醤油は、かつては味噌とともに各農家・家庭で作られていた。今は機械化によって短期間に大量生産される大手メーカーの醤油が大きなシェアを占めるが、伝統的な手作り・無添加の醤油も見直されている。そうした、昔ながらの醤油の普及の一翼を担っているのは、各地の比較的小規模な醤油醸造場だ。
「もろみ」ごと味わう醤油
京都府綾部市の今しぼりもその一つ。移住してきた9家族で運営される醤油醸造場で、化学的な添加物など一切加えず、2年もの期間をかけ醤油を作り上げる。

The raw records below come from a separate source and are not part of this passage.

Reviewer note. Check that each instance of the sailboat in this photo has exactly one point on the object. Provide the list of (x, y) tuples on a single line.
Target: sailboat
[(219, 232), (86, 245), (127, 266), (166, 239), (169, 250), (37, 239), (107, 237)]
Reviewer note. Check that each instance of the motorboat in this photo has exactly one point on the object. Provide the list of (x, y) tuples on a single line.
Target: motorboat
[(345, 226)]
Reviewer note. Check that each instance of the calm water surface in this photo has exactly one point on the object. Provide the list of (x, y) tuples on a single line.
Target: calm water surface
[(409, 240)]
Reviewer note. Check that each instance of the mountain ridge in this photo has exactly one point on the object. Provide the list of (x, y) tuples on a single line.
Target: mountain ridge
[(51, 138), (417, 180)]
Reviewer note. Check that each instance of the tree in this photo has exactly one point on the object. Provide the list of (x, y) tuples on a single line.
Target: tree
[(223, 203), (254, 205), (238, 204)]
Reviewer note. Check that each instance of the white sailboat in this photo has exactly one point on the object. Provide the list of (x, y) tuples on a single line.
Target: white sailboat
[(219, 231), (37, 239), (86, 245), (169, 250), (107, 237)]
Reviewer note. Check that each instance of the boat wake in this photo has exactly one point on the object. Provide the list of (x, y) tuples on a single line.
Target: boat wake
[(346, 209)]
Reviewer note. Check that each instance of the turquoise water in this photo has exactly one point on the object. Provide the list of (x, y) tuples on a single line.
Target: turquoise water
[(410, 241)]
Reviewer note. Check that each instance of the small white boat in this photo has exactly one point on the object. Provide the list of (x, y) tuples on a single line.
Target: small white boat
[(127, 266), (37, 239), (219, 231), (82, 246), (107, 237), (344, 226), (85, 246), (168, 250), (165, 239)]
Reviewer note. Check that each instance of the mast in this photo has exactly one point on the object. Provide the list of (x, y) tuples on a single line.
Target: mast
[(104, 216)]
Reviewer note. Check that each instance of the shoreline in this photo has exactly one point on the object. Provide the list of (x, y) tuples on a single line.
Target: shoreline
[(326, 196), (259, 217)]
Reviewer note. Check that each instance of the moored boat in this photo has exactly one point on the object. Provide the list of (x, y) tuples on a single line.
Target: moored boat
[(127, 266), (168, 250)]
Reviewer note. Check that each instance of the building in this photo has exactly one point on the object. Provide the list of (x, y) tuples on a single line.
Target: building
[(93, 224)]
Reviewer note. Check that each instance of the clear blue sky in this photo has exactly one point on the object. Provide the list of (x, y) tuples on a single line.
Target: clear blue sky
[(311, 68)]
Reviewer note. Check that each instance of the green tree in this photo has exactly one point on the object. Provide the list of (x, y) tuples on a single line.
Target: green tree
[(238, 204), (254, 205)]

醤油樽で熟成している「もろみ」(原料の大豆・小麦が発酵して柔らかくなったもの)を火入れせず、もろみの状態で食卓へ届けられるのが、同社の製品の特徴だ。
看板製品の「今しぼり醤油」(下写真)は、香りは普段の醤油とあまり変わらないが、半固形となっている。
これは、もろみそのもの。この状態で調味料として使ってもよいし、布などで漉して液体にしてもよいという(漉した固形のもろみも食べられる)。また、同社では、特製の卓上醤油しぼり器も出している。

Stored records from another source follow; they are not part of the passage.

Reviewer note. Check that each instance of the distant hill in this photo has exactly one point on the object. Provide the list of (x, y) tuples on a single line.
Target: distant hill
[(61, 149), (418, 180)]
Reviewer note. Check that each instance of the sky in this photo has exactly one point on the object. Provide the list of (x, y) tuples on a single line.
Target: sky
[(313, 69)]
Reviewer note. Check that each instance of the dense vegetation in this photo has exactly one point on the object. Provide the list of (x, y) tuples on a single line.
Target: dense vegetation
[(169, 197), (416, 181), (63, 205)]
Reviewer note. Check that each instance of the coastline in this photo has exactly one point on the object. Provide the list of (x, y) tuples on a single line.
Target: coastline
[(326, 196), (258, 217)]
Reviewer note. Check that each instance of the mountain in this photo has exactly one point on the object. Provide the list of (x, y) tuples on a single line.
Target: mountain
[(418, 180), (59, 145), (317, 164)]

今しぼり社が、「自分で仕込んだ、できたての醤油を食べるよろこび」を、大量生産された醤油しか知らない現代人に味わってもらおうとできたのが、今回紹介する「育てる醤油」だ。
「育てる醤油」は、いわば醤油を自分で作るキット。袋入りの醤油麹、円筒形のガラスビン、木の蓋からなるシンプルな構成となっている。肝となる「醤油麹」は、昔から各地で伝承されてきた古式醸造法と同じ製法でできあがったもの。茹でた大豆と炒った小麦に麹菌をまぶし、温度・湿度を管理しながら3日かけ、麹菌をまんべんなく繁殖させる。その後で塩を115g混ぜ、ビニール袋に入れてできあがる。この醤油麹が、醤油の「種」の働きをする。